Wheelchair-bound Lin Ailan, now deceased, pictured near her home in Lingao County, Hainan Province, June 2014

Director Guo Ke (second from the left) does postproduction work on Twenty Two


Final Cut
Twenty Two contains no historical material, no timeline, no thirdparty interpretation and no off-screen voice-over. All it shows are the lives of China’s surviving comfort women.

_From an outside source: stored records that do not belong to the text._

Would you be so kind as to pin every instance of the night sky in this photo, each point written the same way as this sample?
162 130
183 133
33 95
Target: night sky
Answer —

Incorporating other source material, Guo feels, would cause “secondary trauma” to his subjects.  
  
In the words of the film’s Taiwanese consulting editor Liao Chingsong, Guo is “using the present tense to talk about historical events.” Guo himself struggles to say for sure if his unorthodox approach will move his audience. Guo’s technique, Liao told our reporter, was to keep the women center stage, and not use flashy special effects or attention-grabbing newsreel footage. Instead, Liao continued, he would “watch them with a pair of eyes full of emotion, love and care, but without pity or sympathy, hold them in that last gaze, and keep them there, unfaded.” In the film, under Guo’s “gaze,” his subjects share photos of their youth, pleasantly chat with crew members, play mahjong with neighbors, feed stray cats and quietly sit on their stoops, singing and taking in the sun. They have tried to bury the pain and horror of their lost youth and struggle to live ordinary lives.  
  
In one scene, Park is shown singing the Korean folk songs “Arirang” and “The Balloon-flower Ballad.” Guo told our reporter he feels his subjects preferred to express themselves in song, weaving happiness, sorrow, nostalgia and hope into their favorite melodies.  
  
The 112-minute final cut of Twenty Two had its world premiere at the Busan International Film Festival last October. On April 29, the film won the Committee Special Recommendation Award at the 23rd Beijing Student Film Festival.  
  
Making the two documentaries has completely changed Guo’s life.  
  
He described both shoots as a “soul searching journey,” adding that “the making of these two works allowed me to be truly and completely myself.” For the past two years, Guo has spent two weeks in January visiting China’s surviving comfort women, a pilgrimage he has pledged to maintain until his final interviewee passes away. The young filmmaker sees this as his duty, a form of atonement for these women’s often heavy-handed past treatment at the hands of documentarians, himself included.  
  
This past January, when Guo and Long Qing arrived in Hainan Province to revisit former comfort woman Lin Ailan, they were told she had died less than three weeks previously, on December 23, at the age of 90. Despite later serving at age 14 in an anti-Japanese guerilla detachment of the Red Army, Lin never managed to escape the stigma of being a former comfort woman. She never married, and spent her twilight years alone and struggling with illness in a nursing home, only able to move around by supporting herself on a pink plastic chair.  
  
According to local tradition, a woman with no male offspring cannot have a tombstone. Lin was instead buried with her medal that commemorated the 60th anniversary of the defeat of Japan. With the help of the Chinese Comfort Women Research Center, Long Qing was able to convince the local government to provide a tombstone for Lin in time for the Tomb Sweeping Festival.